Deathrite Shaman is actually beatable with a solid Dredge draw, and if people skimp on graveyard hate (or just don’t draw it/you dodge the players that have it), the payoff can be huge. I would suggest avoiding Dredge if you’re unfamiliar with it because while game 1s can usually be won even with multiple mistakes, post-board games against hate are exceedingly difficult to play correctly—and you’ll need to win at least one of those.

Belcher


Belcher is easy, Belcher is cheap, and Belcher is still incredibly fast (unfair). I personally don’t see why you would bring a deck that is all about not playing Magic for more than three minutes per round to a GP, especially with its weakness to one of the most played cards in the format (Force of Will), but there are a lot of people that enjoy it.

It’s also the perfect deck for anyone who is either new to Magic or completely new to Legacy.
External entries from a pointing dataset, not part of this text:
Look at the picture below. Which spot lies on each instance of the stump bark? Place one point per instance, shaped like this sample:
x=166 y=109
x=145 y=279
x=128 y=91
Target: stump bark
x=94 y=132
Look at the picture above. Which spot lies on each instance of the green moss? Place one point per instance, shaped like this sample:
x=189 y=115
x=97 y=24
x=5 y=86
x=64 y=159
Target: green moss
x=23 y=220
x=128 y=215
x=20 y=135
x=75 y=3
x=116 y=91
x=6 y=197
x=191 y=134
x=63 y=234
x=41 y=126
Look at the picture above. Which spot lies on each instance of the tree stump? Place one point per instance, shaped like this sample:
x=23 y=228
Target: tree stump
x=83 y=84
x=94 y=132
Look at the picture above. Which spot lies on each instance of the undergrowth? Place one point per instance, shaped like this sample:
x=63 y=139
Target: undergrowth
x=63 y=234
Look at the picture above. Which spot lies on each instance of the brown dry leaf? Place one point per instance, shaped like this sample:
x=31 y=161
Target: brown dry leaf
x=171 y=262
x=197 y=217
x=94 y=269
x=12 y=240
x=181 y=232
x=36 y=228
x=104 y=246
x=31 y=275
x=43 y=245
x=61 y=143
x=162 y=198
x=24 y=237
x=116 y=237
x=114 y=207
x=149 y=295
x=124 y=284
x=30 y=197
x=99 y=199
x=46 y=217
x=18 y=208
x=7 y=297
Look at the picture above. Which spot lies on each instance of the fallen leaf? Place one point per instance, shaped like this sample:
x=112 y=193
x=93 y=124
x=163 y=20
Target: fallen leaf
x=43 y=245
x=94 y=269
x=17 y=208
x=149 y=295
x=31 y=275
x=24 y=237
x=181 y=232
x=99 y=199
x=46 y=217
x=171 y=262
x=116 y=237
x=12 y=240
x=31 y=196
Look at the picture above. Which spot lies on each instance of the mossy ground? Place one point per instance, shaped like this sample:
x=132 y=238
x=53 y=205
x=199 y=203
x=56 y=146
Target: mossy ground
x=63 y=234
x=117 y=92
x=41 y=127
If you can count to seven and mulligan accordingly, you’ll be playing the deck correctly 90+% of the time, and if your opponent doesn’t have Force of Will, they’re probably going to lose. One thing I’m personally interested to see is how many people decide that more instant winning is worth losing to graveyard hate and play the Oops All Spells! deck instead of bringing Belcher.

Is That All?

Well, is it? No way! If you get to play all the rounds in Strasbourg, you’ll likely play against a number of decks I haven’t even mentioned today. Even though there are clear crowd favorites in Legacy, there are literally dozens of other archetypes that have the tools to make it through the field of a large Legacy tournament. These decks are usually played by a small number of people, often players that have mastered the archetype by playing it for years, and preparing for all of them would be a Sisyphean Labor beyond what I have room for today or you’ll have time to accomplish.

In spite of that variety, just being familiar with the archetypes presented above and having at least a few games under your belt against most of them should give you the knowledge you need to enter GP Strasbourg and make a solid job of it. For those who are still looking for a deck to play, I hope this article will help with the decision process, and for those that already know, I hope the metagame information is helpful.